Thursday, May 31, 2007

[USA] DNA Evidence and the Death Penalty / JURIST, 30 May 2007
http://jurist.law.pitt.edu/forumy/2007/05/dna-evidence-and-death-penalty.php
William S. Sessions
"Argues that Governor Eliot Spitzer’s recent proposal to expand the New York DNA database and an Ohio Supreme Court ruling liberalizing DNA testing for inmates should be welcomed as necessary and overdue efforts to protect public safety while pursuing meaningful justice, especially for prisoners facing the prospect of capital punishment.

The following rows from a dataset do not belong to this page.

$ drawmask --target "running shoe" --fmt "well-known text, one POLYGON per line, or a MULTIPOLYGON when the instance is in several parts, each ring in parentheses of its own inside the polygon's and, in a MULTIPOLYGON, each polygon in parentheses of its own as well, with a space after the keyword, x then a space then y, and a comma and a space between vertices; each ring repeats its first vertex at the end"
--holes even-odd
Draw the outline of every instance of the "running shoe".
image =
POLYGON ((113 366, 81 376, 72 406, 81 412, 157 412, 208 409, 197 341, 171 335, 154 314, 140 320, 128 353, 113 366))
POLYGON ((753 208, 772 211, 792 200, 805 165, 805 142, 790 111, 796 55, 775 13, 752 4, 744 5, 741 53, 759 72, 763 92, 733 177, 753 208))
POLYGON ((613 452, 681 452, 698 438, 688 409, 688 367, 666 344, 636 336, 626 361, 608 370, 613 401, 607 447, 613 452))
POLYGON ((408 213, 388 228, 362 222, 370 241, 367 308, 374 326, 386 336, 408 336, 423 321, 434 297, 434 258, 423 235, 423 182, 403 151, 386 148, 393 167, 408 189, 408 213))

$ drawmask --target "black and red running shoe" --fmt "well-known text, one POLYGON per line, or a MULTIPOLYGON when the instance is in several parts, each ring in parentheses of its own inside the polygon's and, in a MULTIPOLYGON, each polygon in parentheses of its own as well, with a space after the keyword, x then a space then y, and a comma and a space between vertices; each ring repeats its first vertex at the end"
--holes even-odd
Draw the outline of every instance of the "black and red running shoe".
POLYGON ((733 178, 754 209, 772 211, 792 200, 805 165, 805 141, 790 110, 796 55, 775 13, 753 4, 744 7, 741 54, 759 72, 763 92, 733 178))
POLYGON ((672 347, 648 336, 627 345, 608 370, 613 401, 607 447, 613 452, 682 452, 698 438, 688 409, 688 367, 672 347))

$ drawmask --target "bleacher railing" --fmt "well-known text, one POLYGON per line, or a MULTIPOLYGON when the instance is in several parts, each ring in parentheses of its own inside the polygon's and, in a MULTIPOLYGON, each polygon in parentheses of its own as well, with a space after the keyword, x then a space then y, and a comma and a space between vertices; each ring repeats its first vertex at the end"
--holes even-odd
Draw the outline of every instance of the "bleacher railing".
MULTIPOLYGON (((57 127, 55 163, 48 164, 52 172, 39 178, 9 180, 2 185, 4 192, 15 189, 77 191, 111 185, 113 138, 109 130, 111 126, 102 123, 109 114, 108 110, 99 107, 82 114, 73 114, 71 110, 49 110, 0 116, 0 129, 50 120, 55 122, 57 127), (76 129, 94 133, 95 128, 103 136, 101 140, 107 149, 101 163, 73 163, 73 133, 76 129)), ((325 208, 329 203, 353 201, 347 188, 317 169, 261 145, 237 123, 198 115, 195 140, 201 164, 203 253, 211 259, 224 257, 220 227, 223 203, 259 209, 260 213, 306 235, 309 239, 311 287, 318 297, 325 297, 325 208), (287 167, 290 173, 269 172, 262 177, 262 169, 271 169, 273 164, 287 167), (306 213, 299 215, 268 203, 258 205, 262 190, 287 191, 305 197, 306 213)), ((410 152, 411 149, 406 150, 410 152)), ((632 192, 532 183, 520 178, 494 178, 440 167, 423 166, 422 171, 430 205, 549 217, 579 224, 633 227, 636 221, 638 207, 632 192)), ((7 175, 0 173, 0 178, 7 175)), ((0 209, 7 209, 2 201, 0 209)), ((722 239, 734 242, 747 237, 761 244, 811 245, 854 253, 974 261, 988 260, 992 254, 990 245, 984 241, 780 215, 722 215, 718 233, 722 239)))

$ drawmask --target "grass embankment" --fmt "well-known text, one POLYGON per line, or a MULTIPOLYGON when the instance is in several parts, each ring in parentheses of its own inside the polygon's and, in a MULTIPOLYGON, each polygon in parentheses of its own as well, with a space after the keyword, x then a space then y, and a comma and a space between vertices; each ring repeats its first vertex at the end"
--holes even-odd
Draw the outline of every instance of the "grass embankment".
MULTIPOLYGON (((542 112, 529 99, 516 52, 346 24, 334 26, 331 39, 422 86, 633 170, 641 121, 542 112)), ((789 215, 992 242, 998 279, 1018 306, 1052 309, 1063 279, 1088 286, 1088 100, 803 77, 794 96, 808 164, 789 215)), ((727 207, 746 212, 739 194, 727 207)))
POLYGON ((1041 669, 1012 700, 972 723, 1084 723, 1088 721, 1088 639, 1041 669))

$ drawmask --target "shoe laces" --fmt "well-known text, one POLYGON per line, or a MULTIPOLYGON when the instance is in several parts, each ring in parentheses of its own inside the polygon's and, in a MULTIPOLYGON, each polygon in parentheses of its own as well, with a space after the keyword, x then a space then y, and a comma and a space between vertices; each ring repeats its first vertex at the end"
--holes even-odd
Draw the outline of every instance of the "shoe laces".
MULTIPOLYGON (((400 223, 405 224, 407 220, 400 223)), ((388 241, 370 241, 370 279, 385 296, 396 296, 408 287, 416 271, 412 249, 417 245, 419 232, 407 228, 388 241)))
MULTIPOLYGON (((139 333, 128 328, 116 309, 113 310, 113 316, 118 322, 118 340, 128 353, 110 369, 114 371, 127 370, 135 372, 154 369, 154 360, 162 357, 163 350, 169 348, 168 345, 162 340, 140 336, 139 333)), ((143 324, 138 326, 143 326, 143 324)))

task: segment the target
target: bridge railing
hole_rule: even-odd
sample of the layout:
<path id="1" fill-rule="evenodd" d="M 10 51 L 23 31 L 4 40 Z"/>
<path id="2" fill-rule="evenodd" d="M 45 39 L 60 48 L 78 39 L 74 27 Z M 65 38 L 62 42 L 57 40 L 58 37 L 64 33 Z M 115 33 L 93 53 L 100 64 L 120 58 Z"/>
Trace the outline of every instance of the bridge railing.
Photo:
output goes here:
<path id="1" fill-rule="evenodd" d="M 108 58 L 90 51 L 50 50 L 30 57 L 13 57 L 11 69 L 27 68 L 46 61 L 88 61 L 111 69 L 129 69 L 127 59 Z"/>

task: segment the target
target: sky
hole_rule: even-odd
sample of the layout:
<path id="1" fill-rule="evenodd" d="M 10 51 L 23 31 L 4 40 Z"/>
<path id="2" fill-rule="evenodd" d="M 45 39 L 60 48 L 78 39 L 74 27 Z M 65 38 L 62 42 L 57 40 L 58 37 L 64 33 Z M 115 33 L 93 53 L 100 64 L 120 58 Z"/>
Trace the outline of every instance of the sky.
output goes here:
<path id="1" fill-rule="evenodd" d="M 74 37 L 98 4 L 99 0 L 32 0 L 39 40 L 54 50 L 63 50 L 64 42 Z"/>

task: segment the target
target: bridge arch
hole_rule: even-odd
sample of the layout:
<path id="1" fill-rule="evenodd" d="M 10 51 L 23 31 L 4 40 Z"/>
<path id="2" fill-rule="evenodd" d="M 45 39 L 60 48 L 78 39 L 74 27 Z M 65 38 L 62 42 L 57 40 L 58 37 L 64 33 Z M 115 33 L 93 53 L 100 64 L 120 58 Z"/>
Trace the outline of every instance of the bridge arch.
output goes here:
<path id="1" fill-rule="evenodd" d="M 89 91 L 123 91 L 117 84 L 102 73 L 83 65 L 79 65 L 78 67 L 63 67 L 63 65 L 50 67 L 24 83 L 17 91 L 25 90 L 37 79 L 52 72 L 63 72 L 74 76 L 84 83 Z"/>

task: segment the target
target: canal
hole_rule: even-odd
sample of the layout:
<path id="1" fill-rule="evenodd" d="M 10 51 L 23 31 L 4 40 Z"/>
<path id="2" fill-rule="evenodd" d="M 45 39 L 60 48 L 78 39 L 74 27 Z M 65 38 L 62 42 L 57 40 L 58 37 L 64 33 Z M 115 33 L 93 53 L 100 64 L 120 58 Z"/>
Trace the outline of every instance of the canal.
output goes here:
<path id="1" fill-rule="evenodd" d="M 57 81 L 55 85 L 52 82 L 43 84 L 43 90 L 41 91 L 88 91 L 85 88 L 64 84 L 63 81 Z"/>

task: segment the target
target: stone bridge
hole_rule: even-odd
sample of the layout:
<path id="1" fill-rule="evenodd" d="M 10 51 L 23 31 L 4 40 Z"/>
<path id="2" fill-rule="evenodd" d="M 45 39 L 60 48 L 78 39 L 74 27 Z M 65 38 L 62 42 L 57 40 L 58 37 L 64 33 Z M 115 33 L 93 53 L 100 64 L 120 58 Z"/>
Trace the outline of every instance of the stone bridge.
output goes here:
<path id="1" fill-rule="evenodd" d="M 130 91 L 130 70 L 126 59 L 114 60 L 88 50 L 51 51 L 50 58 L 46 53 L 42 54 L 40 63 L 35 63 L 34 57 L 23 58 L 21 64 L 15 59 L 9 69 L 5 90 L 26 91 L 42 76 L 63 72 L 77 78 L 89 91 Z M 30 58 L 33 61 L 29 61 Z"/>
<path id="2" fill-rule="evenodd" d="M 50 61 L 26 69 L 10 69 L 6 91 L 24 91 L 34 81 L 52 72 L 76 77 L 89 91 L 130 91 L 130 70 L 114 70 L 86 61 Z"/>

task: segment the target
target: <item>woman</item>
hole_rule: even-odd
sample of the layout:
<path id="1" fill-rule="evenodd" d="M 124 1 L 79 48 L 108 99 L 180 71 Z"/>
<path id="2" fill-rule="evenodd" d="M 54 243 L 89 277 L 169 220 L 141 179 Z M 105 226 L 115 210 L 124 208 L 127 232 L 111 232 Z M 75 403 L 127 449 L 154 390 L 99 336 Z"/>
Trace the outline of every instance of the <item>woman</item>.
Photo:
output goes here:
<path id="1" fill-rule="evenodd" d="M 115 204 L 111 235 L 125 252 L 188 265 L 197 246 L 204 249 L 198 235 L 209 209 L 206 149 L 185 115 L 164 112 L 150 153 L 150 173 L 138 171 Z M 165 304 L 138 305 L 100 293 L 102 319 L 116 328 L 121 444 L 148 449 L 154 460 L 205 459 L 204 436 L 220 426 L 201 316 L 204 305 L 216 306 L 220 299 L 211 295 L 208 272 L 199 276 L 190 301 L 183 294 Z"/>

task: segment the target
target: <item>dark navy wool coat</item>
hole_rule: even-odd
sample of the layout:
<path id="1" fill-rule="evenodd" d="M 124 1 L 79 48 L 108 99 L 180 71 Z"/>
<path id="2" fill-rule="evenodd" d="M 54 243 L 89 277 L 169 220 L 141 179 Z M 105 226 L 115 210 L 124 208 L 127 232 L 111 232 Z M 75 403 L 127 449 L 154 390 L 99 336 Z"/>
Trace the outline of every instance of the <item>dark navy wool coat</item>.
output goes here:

... Shortly after I became Director the FBI established a DNA laboratory we hoped could be used to verify that a suspect had indeed committed a crime. During my years as a U.S. Attorney and federal judge in Texas I had seen rapists and murderers walk free for lack of biological evidence; these were the cases I had in mind when we established the laboratory in Washington, D.C. The results of those first 100 tests astonished me. In thirty percent of cases the DNA gathered during the investigation did not match the DNA of the suspect. In three out of ten cases not only did we have the wrong person, but the guilty person was still at large. In capital cases the stakes were unnervingly high: the prospect of executing an innocent person was only slightly more appalling than the prospect of murderers and rapists walking free, unidentified and dangerous. The statistics today are roughly the same as they were 19 years ago."